OBJECTIVES: Australian Football League (AFL) players have a high incidence of back injuries. Motor control training to increase lumbopelvic neuromuscular control has been effective in reducing low back pain (LBP) and lower limb injuries in elite athletes. Control of pelvic and femoral alignment during functional activity involves the piriformis muscle. This study investigated (a) the effect of motor control training on piriformis muscle size in AFL players, with and without LBP, during the playing season, and (b) whether there is a relationship between lower limb injury and piriformis muscle size.

DESIGN: Stepped-wedge intervention.

METHODS: 46 AFL players participated in a motor control training programme consisting of two 30min sessions per week over 7-8 weeks, delivered across the season as a randomised 3 group single-blinded stepped-wedge design. Assessment of piriformis muscle cross-sectional area (CSA) involved magnetic resonance imaging (MRI) at 3 time points during the season. Assessment of LBP consisted of player interview and physical examination. Injury data were obtained from club records.
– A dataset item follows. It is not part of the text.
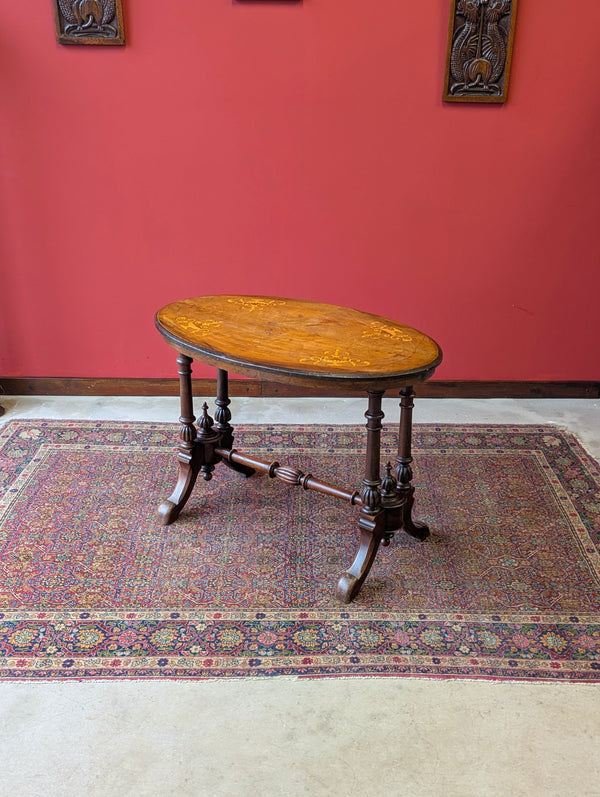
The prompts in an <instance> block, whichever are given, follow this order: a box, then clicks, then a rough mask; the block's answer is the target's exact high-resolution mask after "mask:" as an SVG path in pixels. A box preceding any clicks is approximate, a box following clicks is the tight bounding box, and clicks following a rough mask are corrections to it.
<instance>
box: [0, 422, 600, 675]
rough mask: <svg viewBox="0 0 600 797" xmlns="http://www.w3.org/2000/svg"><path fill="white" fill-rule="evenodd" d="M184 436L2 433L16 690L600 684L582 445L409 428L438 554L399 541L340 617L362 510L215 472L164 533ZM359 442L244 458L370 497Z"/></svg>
mask: <svg viewBox="0 0 600 797" xmlns="http://www.w3.org/2000/svg"><path fill="white" fill-rule="evenodd" d="M394 431H395V430H394V429H391V428H390V429H388V428H387V427H386V429H385V430H384V434H383V438H382V456H383V457H385V456H386V452H388V451H389V458H393V452H394V451H395V447H396V446H397V440H396V438H395V435H394ZM177 435H178V427H177V426H176V425H175V424H152V423H120V422H111V421H99V422H95V421H41V420H40V421H33V420H15V421H10V422H8V423H6V424H4V425H2V426H0V545H1V552H2V555H1V558H0V678H3V679H36V678H37V679H69V678H70V679H84V678H90V679H97V678H179V679H185V678H188V679H194V678H225V677H235V678H244V677H260V676H288V677H289V676H294V677H323V676H350V675H355V676H359V675H362V676H413V677H415V676H418V677H438V678H444V677H452V678H457V677H461V678H490V679H498V680H503V679H507V680H563V681H600V467H599V466H598V464H597V463H596V462H595V461H594V460H593V459H592V458H591V457H590V456H588V455H587V454H586V452H585V451H584V450H583V449H582V447H581V446H580V445H579V443H578V442H577V441H576V440H575V438H574V437H573V436H572V435H570V434H569V433H567V432H564V431H562V430H560V429H558V428H557V427H554V426H500V425H497V426H478V425H470V426H453V425H440V426H435V425H417V426H415V429H414V444H413V455H414V474H415V475H414V481H413V484H414V486H415V488H416V494H415V495H416V505H415V509H416V511H415V516H416V517H417V518H421V519H424V520H426V521H427V523H428V524H429V526H430V527H431V529H432V534H431V536H430V537H429V538H428V539H427V540H425V541H424V542H421V541H419V540H416V539H413V538H411V537H409V536H407V535H405V534H397V535H396V536H395V538H394V539H393V540H392V543H391V545H390V546H389V547H387V548H383V549H381V550H380V551H379V554H378V556H377V558H376V560H375V564H374V566H373V569H372V570H371V573H370V575H369V577H368V578H367V580H366V581H365V584H364V586H363V588H362V591H361V593H360V595H359V596H358V598H357V599H356V601H355V602H354V603H352V604H350V605H346V606H343V605H341V604H339V603H337V602H336V600H335V597H334V592H335V585H336V582H337V579H338V577H339V575H340V573H341V572H342V571H343V570H344V569H345V568H347V567H348V565H349V564H350V563H351V562H352V559H353V558H354V554H355V551H356V540H357V533H358V527H357V512H356V507H351V506H349V505H347V504H344V503H341V502H336V501H335V500H333V499H331V498H330V497H327V496H323V495H319V494H316V493H309V492H305V491H303V490H299V489H298V488H296V487H290V486H287V485H282V484H281V483H277V482H275V481H273V480H271V479H268V478H266V477H263V476H255V477H253V478H251V479H245V478H244V477H243V476H240V475H239V474H236V473H234V472H232V471H231V470H229V469H227V468H225V467H222V466H220V465H218V466H217V468H216V470H215V473H214V477H213V479H212V480H211V481H210V482H199V483H198V484H197V485H196V488H195V490H194V493H193V494H192V496H191V498H190V499H189V501H188V504H187V506H186V507H185V510H184V511H183V512H182V514H181V516H180V518H179V519H178V521H177V522H176V523H175V524H173V525H171V526H163V525H161V521H160V517H159V516H158V513H157V507H158V505H159V504H160V503H161V501H162V500H164V498H165V497H166V496H167V495H169V493H170V491H171V489H172V487H173V484H174V478H175V475H176V473H175V459H174V451H175V447H176V445H177V442H178V438H177ZM364 436H365V429H364V427H363V426H310V427H308V426H307V427H302V426H244V427H238V428H237V429H236V441H235V445H236V448H238V449H239V450H241V451H244V450H245V449H246V450H251V451H253V452H254V453H257V454H259V455H261V454H262V455H264V457H265V458H266V459H268V458H269V457H271V458H275V457H277V458H280V459H281V460H282V461H284V458H285V461H286V464H290V465H295V466H298V467H302V469H303V470H310V471H312V472H314V473H315V474H318V476H319V477H320V478H322V479H325V480H326V481H329V482H331V483H333V484H341V485H347V486H348V487H349V488H354V487H358V486H360V483H361V480H362V468H363V453H362V452H363V451H364ZM290 451H291V452H294V453H293V454H290V455H289V456H288V455H287V454H286V453H285V452H290ZM383 461H384V462H385V459H384V460H383Z"/></svg>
RESULTS: An interaction effect for Time, Intervention Group and LBP group (F=3.7, p=0.03) was found. Piriformis muscle CSA showed significant increases between Times 1 and 2 (F=4.24, p=0.046), and Times 2 and 3 (F=8.59, p=0.006). Players with a smaller increase in piriformis muscle CSA across the season had higher odds of sustaining an injury (OR=1.08).

CONCLUSIONS: Piriformis muscle size increases across the season in elite AFL players and is affected by the presence of LBP and lower limb injury. Motor control training positively affects piriformis muscle size in players with LBP.